L’histoire est toujours écrite par les vainqueurs et la France n’a toujours pas assumée cette part de son histoire et donc de son identité. Tout cela participe à l’Oubli, à la négation de nos histoires, au mal être… C’est comme si on marchait avec un caillou coincé dans la chaussure mais qu’on faisait comme s’il n’existait pas. Alors on boîte, on grince des dents, on saigne, on se regarde mal, on fait grossir la rancune et la haine. La France n’ira pas bien tant qu’elle ne reconnaîtra pas toute son histoire. Le désir de faire connaître mon travail en France participait à dire que mon Pays n’est pas une carte postale, que je viens d’une culture dont la richesse de pensée peut nourrir l’Humanité et pas seulement les musées d’arts primitifs ou les cours d’anthropologie, d’ethnologie et autres matières scientifiques qui nous dissèquent comme des rats de laboratoire.
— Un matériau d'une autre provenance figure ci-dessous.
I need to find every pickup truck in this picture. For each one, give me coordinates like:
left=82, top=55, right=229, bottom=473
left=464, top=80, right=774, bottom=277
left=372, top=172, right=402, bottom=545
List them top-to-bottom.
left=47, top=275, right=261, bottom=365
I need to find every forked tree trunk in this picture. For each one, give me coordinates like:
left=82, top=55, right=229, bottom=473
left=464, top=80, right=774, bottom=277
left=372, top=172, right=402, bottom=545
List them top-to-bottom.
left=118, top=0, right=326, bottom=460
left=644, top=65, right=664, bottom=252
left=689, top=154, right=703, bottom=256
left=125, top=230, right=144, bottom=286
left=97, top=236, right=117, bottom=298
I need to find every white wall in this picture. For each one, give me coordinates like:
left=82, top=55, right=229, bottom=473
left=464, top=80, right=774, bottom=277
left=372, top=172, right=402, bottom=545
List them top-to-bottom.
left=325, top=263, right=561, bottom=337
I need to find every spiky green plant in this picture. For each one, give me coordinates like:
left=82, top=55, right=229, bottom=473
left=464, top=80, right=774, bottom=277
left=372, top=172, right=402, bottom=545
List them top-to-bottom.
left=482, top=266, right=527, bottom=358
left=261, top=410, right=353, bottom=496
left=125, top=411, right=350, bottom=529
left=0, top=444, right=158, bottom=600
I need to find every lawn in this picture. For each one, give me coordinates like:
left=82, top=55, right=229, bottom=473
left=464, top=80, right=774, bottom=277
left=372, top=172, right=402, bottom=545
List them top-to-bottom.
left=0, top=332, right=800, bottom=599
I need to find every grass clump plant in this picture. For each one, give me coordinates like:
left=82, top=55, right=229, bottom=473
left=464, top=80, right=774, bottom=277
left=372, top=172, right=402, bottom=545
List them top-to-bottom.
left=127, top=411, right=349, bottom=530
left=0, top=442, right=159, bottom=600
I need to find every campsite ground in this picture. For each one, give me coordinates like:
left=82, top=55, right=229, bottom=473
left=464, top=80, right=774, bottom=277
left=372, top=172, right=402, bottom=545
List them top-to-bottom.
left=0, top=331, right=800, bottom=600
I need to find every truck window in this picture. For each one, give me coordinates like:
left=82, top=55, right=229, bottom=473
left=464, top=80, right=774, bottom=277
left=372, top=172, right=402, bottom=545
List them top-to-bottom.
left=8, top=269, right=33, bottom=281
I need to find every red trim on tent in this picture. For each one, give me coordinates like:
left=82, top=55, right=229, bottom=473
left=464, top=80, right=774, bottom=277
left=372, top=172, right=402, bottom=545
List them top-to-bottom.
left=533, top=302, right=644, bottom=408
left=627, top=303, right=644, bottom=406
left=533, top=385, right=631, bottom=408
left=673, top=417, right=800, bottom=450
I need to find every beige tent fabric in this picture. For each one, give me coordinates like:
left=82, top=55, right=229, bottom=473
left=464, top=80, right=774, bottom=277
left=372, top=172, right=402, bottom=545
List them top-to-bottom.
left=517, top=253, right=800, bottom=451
Dire et montrer en France, à travers mon travail, que les Kanak existent à l’heure d’aujourd’hui.  Dire notre humanité et notre complexité.

Nous souvenons-nous ?
Nous souvenons-nous ?
 
Ils ont pris l’Uniforme
Vogués loin de l’île
Tirailleurs Kanak
Enrôlés dans la Grande Guerre
Appelés par Mère Patrie
Qui perdait sur son front
Trop de soldat trop de sang
Aux Armes Bon Sujets
Formez votre Bataillons
Aux Armes Colonisés
Servez-nous de chair à canon
Nous souvenons nous ?
Nous souvenons nous ?
 
Ils ont pris l’Uniforme
Vogués loin de l’île
Embarqués dans la Grande Guerre
Dans ses tranchées
Au nom de la France Colonie
Pays des Droits de l’Homme
En échange d’une dignité
Qu’elle leur avait dépossédé
 
Alors Ils ont pris l’Uniforme
Vogués loin de l’île
Certains ne sont jamais revenus
Tirailleurs Kanak
Aujourd’hui voici mes mots
Comme une bougie dans ma mémoire
Pour me rappeler votre sang
Versé sur leur sol
Pour sauver notre Histoire
Dans leurs Grandes histoires
 
Nous souvenons-nous ?

Nous souvenons-nous ?”

Te souviens-tu de la première fois où tu es venu en France hexagonale? Dans un de tes textes tu écris : « La première chose qui tape / Pour les visages pâles / C’est la couleur sombre / Qui se colle à ma peau / Alors les questions se posent / Sur l’origine de mon ombre ». Ce rapport au regard, à la représentation est très présent dans plusieurs de tes textes. Je pense à « Sortir de », « Rhizomes » ou encore « On nait pas pareil ». Peux-tu nous parler du processus de création de ses textes ? 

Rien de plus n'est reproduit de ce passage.